The flag was that of the 5th SA Sturm (company), which was carried in the march towards the Feldherrnhalle. When the police fired on the Nazis, the flagbearer Heinrich Trambauer was hit and dropped the flag. Andreas Bauriedl, an SA man marching alongside the flag, was killed and fell onto it, staining it with his blood.

Not surprisingly, it subsequently became one of the most revered objects of the Nazi Party and of the whole Third Reich. The Blutfahne was used in ceremonies in which new flags for party organizations were consecrated by touching the Blood Flag.

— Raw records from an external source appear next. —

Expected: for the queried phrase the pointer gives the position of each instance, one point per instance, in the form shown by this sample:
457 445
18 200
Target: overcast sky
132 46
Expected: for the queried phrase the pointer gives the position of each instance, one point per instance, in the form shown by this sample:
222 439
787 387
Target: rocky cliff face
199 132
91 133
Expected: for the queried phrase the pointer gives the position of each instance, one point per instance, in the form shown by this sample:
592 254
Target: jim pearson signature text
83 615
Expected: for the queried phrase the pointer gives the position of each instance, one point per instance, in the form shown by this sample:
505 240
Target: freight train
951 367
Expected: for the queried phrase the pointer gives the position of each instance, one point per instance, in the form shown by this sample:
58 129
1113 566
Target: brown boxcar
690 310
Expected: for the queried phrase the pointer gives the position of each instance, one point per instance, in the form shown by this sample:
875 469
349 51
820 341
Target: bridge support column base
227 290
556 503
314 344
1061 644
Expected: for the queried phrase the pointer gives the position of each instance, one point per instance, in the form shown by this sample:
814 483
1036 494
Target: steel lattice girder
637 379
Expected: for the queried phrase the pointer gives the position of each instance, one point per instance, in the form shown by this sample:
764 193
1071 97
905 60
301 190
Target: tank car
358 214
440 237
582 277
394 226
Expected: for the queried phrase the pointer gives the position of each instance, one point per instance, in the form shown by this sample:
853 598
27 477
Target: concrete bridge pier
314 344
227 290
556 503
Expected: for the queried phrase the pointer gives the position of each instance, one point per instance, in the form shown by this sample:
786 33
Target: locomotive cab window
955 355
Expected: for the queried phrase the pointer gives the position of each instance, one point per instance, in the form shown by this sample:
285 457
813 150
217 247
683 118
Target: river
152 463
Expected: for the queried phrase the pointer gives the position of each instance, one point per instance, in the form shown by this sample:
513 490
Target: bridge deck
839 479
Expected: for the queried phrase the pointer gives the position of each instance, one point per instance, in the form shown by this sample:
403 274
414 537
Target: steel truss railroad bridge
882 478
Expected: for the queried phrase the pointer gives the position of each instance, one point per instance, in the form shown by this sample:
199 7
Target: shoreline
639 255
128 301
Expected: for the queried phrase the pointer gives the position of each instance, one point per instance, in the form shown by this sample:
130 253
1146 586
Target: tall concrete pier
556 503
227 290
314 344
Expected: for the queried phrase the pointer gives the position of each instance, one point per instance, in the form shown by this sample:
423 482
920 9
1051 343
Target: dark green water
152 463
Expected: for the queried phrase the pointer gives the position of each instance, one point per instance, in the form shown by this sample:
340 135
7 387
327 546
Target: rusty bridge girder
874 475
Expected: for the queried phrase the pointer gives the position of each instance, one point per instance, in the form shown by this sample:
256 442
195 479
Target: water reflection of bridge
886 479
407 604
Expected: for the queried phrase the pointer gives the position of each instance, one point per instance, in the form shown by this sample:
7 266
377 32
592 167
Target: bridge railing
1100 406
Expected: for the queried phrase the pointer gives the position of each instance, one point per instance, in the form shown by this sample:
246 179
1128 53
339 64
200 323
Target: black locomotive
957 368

Given the fact that Nazis sincerely believed in essentially magical properties of the Aryan blood, it was essentially a deeply occult ceremony.

In 1926, at the second Nazi Party congress at Weimar, Hitler ceremonially bestowed the flag on Joseph Berchtold, the then head of the SS. The flag was thereafter treated as a sacred object by the Nazi Party and carried by SS-Sturmbannführer Jakob Grimminger at various Nazi Party ceremonies. When not in use, the Blutfahne was kept at the headquarters of the Nazi Party in Munich (the “Brown House”) with an SS guard of honor.

The Blutfahne was last seen in public at the Volkssturm induction ceremony on 18 October 1944. This ceremony was conducted by Heinrich Himmler and attended by Wilhelm Keitel, Heinz Guderian, Hans Lammers, Martin Bormann, Karl Fiehler, Wilhelm Schepmann and Erwin Kraus.After this last public display, the Blutfahne vanished. Its current whereabouts are unknown.